On the basis of this literature, we recently proposed a neuroanatomical model accounting for the vulnerability to suicidal behavior at the neurocognitive level.4 In this model, we suggested that the ventral prefrontal cortex including the orbitofrontal cortex (OFC) would be mainly implicated in valuation deficits, explaining decision-making impairments in SAs,9 while more dorsal parts of the prefrontal cortex (including anterior cingulate cortex, ACC) may explain deficits in cognitive control and emotion regulation processes.10 In the present study, we aimed at confirming the involvement of these prefrontal brain regions, and their potential as biomarkers, by examining their morphometric properties using structural neuroimaging in a large sample. Certainly, the ease of implementing structural neuroimaging compared with functional neuroimaging is potentially a great advantage and highly relevant for future clinical application.
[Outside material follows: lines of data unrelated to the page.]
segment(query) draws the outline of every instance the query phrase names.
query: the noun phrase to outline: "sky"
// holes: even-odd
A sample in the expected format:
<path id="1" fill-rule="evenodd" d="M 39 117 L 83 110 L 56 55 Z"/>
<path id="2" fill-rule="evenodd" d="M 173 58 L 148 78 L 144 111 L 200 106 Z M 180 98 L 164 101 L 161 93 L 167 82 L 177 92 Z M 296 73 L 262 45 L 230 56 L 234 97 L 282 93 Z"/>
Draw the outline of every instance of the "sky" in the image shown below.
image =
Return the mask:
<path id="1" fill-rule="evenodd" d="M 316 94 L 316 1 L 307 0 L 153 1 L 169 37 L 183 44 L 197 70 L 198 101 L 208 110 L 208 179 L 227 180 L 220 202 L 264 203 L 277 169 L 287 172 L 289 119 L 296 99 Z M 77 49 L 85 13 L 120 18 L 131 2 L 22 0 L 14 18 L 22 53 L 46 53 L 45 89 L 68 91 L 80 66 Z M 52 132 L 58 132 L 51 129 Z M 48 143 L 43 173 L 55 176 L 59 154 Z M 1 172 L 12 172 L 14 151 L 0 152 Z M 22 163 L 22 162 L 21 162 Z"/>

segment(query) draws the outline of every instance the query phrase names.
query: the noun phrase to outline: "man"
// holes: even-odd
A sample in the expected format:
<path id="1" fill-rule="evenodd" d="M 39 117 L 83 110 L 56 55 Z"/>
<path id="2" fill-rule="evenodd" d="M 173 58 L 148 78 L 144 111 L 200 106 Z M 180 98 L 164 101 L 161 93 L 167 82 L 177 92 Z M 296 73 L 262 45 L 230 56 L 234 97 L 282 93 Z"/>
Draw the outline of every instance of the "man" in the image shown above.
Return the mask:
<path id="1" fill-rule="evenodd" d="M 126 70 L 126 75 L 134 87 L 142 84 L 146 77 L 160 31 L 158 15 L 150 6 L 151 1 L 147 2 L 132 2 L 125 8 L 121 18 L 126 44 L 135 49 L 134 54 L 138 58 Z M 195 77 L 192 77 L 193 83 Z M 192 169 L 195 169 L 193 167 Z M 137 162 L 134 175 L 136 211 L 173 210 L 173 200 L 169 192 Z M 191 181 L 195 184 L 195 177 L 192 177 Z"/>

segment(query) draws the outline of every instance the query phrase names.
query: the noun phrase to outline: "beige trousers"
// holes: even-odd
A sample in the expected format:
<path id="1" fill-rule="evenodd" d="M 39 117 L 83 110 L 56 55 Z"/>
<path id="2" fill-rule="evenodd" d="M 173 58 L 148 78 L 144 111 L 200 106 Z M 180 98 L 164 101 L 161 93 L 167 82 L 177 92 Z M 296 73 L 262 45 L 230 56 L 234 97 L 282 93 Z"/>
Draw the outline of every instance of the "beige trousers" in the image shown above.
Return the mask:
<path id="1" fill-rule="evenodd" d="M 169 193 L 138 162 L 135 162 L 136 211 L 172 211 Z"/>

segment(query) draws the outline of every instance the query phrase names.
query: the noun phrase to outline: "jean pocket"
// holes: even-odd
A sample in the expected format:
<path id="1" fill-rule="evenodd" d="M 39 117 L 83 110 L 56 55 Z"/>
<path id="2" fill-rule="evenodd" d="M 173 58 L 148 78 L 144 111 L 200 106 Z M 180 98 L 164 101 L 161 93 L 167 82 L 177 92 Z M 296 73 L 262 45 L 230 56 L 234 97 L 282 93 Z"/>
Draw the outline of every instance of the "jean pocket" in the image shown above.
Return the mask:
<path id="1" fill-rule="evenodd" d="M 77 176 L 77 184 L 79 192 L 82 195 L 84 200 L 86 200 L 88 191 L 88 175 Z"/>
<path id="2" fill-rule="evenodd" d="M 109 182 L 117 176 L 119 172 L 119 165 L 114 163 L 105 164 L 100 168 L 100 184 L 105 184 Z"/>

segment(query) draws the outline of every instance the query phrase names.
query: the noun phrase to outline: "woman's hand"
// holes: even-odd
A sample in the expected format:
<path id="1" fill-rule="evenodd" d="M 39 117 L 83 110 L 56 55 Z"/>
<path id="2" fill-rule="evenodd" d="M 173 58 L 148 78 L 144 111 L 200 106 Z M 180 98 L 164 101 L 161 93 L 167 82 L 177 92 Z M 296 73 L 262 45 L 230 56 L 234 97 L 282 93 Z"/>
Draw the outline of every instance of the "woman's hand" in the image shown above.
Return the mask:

However, previous results using this technique suffer from various limitations. First, many studies assessed samples of small size, as few as seven to ten SAs.11, 12 Only one large study, in psychotic disorders, has been published to date.13 Recent papers have highlighted a frequent lack of replication of findings in neuroscience, partly in relation to underpowered studies.14 Second, of the six published studies evaluating whole-brain gray matter alterations, six different types of statistical thresholds have been used.15, 16, 17, 18, 19, 20 However, recent discussions about the lack of reliability of the P-value suggest that calculating effect sizes may be a more relevant approach.21 Third, these studies have focused on one particular standard analysis method, usually measuring brain volume differences using voxel-based morphometry (VBM), but have seldom applied concurrent surface-based morphometry (SBM) analyses. Only two studies explored cortical thickness to date.13, 22 To our knowledge, only one group has combined two analysis methods in two different publications.15, 22 Yet, recent analyses have suggested that different SBM measures account for VBM gray matter variation in different regions but also that VBM may be more sensitive than SBM to detect some abnormalities.23 The combination of both analyses could therefore improve our understanding of structural neuroimaging markers of disease.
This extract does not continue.